Di lembaga yang terkait dengan stok pangan pokok nasional tersebut, ia menyambut tantangan. Reformasi menyeluruh dilakukan mulai dari efisiensi biaya operasi, pencatatan seluruh pemakaian anggaran, dan pemangkasan 117 rekening Bulog di bank  menjadi sembilan rekening saja. Semua arus uang menjadi tercatat (on budget) serta berbagai transaksi gelap (off budget) dihapuskan. Penjualan beras oplosan ke Bulog ditutup. Instansi Bea Cukai diminta untuk memasukkan impor beras ke dalam jalur merah, membuat manipulasi termonitor dan berhasil dikurangi.  Rizal juga  merestrukturisasi Bulog dengan memensiunkan dan memutasi 24 dari 26 kepala Dolog. Kesuksesan membenahi Bulog dalam waktu setengah tahun tersebut menghasilkan sebuah berita dimana dirinya tampil pada sampul muka sebuah majalah internasional.

Dari posisi Kepala Bulog, Gus Dur mempercayai Rizal untuk menempati posisi Menko Perekonomian. Tugas rumit pertama adalah memenuhi kebutuhan dana segar untuk menambal APBN. Hal ini disambut oleh IMF dan Bank Dunia dengan menganjurkan penjualan saham-saham BUMN. Rizal menolak dengan keras. Ia sudah punya langkah inovatif untuk meraup dana. Caranya adalah memisahkan kepemilikan silang dan manajemen silang PT Telkom dan Indosat.

Kebijakan itu ternyata menghasilkan dana segar sebesar 4,2 triliun rupiah yang berasal dari pajak transaksi dan pajak revaluasi aset kedua BUMN, tanpa menjual selembar pun saham mereka. Langkah itu juga memberi keuntungan bagi konsumen, berupa biaya komunikasi yang makin murah karena kompetisi fair dua perusahaan raksasa tersebut. Penghapusan pemilikan silang (cross ownership) serta manajemen silang (cross management) Telkom dan Indosat adalah satu dari deretan analisa dan terobosan pemecahan berbagai masalah yang didukung pendekatan efektif, jaringan luas, dan langkah strategis.
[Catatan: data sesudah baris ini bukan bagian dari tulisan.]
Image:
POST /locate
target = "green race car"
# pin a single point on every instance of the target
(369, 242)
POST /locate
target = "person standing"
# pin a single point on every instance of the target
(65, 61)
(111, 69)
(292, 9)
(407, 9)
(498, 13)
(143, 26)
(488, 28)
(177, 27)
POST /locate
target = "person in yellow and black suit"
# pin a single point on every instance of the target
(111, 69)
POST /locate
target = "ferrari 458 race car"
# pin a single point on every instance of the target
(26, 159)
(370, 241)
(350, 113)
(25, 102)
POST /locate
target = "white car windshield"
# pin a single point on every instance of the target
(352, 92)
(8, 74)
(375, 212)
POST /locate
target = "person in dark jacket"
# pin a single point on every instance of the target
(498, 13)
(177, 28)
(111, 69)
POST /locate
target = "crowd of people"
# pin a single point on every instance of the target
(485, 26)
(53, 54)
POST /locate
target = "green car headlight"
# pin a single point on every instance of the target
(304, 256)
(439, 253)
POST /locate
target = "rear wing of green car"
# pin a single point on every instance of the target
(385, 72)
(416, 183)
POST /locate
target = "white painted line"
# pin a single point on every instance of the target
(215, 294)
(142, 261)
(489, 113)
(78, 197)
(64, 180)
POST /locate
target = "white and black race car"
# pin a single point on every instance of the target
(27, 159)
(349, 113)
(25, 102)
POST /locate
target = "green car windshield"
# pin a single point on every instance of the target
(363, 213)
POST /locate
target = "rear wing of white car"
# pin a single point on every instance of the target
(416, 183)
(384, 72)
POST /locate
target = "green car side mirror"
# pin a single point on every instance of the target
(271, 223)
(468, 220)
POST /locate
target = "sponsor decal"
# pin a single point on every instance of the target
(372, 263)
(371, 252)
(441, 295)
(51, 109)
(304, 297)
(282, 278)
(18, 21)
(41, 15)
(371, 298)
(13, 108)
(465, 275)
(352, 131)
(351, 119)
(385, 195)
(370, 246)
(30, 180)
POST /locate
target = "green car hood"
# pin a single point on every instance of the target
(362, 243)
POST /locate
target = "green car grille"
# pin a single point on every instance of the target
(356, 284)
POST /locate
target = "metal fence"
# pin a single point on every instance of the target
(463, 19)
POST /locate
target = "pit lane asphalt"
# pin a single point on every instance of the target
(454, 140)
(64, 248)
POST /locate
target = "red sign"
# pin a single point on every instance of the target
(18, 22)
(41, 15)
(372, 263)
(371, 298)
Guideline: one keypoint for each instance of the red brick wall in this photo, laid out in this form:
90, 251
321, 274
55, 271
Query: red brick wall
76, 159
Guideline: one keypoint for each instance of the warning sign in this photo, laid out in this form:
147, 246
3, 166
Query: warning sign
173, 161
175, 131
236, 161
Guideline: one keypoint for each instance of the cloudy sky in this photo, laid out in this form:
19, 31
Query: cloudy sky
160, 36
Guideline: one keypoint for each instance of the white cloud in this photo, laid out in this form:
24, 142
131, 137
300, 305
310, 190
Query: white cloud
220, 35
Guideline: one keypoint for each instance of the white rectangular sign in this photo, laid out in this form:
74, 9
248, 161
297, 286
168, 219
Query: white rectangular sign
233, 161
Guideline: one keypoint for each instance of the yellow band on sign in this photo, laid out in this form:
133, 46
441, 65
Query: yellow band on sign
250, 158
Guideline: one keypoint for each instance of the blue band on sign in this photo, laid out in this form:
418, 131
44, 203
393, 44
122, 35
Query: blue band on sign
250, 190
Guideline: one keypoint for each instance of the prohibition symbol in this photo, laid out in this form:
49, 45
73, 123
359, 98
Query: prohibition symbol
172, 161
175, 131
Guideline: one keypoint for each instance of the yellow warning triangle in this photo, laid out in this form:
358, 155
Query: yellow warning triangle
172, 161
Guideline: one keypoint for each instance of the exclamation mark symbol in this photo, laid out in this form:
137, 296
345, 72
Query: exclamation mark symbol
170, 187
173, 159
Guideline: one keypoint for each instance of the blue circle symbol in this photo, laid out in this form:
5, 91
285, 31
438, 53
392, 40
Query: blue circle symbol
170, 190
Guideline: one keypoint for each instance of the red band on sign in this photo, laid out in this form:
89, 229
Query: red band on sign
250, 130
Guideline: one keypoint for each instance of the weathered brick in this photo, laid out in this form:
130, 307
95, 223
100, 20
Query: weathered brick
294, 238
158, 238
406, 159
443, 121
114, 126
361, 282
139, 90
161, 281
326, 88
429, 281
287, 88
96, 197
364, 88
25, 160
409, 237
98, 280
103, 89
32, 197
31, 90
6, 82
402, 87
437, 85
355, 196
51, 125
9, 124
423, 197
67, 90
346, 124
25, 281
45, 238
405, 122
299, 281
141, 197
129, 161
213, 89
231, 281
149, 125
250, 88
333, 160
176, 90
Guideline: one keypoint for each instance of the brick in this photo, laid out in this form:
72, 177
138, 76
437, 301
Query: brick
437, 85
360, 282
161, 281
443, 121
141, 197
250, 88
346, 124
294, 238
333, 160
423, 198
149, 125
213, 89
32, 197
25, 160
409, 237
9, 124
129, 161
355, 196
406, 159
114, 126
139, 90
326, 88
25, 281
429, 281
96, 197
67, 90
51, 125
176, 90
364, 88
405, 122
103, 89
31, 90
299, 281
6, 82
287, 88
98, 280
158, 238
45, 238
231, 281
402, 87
Sebagai Menko Perekonomian, Rizal mencanangkan 10 Program Percepatan Pemulihan Ekonomi akibat krisis, yang disertakan dalam kesepakatan dengan IMF. Buahnya, pada September 2000, Standard and Poor’s, menaikkan peringkat mata uang Rupiah dari C ke B minus dengan gambaran stabil. Pada pertemuan CGI di Tokyo, ia berhasil meyakinkan CGI untuk memberi  pinjaman  5,3 miliar dolar Amerika. Tanda pulihnya kepercayaan dunia terhadap pemulihan ekonomi di Indonesia adalah berupa investasi Unocal Corporation sebesar 1,5 miliar dolar pada bidang minyak dan gas bumi, serta sumber daya geotermal, untuk jangka lima tahun di Indonesia.
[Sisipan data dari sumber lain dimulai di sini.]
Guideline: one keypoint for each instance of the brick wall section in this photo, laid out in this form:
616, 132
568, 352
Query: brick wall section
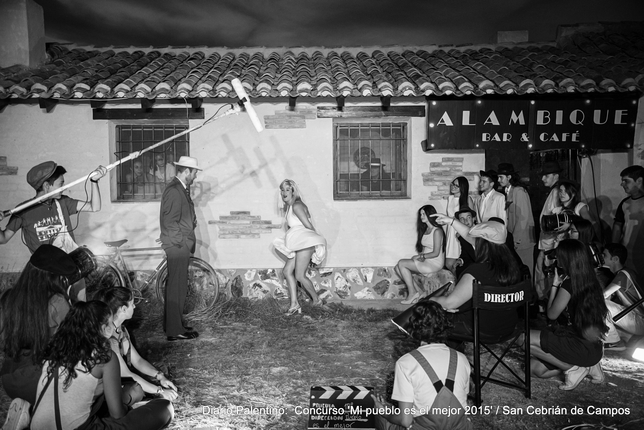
442, 173
242, 225
288, 118
7, 170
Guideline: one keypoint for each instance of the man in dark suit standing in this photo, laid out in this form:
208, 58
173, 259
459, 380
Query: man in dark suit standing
178, 222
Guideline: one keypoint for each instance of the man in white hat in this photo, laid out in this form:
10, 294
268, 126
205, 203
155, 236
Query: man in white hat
178, 222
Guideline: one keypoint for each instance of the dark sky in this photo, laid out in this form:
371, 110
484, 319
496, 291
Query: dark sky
330, 23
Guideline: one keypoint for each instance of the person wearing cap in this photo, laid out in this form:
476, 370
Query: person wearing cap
375, 179
30, 313
550, 177
178, 222
629, 218
466, 216
50, 221
492, 203
570, 200
494, 266
520, 221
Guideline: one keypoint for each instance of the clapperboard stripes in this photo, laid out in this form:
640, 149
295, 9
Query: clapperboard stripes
348, 392
341, 406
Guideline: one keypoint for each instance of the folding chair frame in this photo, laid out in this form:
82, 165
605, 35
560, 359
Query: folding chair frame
523, 383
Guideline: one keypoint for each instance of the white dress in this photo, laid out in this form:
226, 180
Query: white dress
430, 265
299, 237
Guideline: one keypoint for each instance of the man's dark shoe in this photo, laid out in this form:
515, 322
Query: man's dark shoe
185, 336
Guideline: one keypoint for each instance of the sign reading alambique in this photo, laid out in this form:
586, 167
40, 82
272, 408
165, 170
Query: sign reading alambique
535, 124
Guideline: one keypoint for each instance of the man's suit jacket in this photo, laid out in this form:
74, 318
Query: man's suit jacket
520, 218
177, 217
492, 206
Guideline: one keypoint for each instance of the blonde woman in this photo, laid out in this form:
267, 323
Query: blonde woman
301, 245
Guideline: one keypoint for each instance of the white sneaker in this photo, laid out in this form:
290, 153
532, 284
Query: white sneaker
596, 374
574, 376
18, 415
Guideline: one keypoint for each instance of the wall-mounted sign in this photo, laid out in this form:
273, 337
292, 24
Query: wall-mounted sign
533, 124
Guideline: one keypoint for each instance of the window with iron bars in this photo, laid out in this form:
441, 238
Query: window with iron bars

Pemerintahan Gus Dur menghadapi kondisi perekonomian dengan pertumbuhan yang minus 3 persen pada September 1999.  Dalam kurun waktu setahun, Rizal menjadi salah seorang motor pertumbuhan ekonomi Indonesia ke level 4,9 persen. Di tahun 2001, meskipun Gus Dur dijatuhkan dari kursi presiden, rata-rata pertumbuhan pada bulan Desember masih di level 3,6 persen. Yang istimewa, lompatan pertumbuhan tersebut dilakukan oleh tim ekonomi Gus Dur sambil mengurangi beban utang. Selama era Gus Dur, tim ekonomi sukses mengurangi beban utang sebesar 4,15 miliar dollar secara sangat berkualitas. Pertumbuhan ekonomi dibagi dengan adil bagi seluruh masyarakat .[i]

Selaku Menko Perekonomian, sebagai Ketua Komite Kebijakan Sektor Keuangan, Rizal mengeluarkan 140 keputusan penting menyangkut restrukturisasi utang dan percepatan penjualan aset yang dikelola BPPN. 14 ribu UKM, yang memiliki nilai pinjaman kurang dari 5 miliar rupiah  dapat  memperoleh potongan pokok dan bunga atas pinjaman hingga 50 persen, jika melunasi pinjamannya sekaligus. Sejumlah UKM lantas melunasi utang dimana hal ini menggulirkan sektor ril yang lumpuh. Permodalan ulang perbankan dapat diselesaikan. Penjualan aset yang dikelola oleh PT. Holdiko Perkasa menghasilkan nilai 5,97 triliun rupiah. Restrukturisasi IPTN dilakukan, yang menghasilkan angka penjualan produk PT Dirgantara Indonesia mencapai 1,4 triliun rupiah pada tahun 2001, naik tajam dibandingkan 508 miliar rupiah pada 1999. Laba bersih dapat dicatat senilai 11 miliar rupiah,  dibanding kerugian 75 miliar rupiah pada  1999.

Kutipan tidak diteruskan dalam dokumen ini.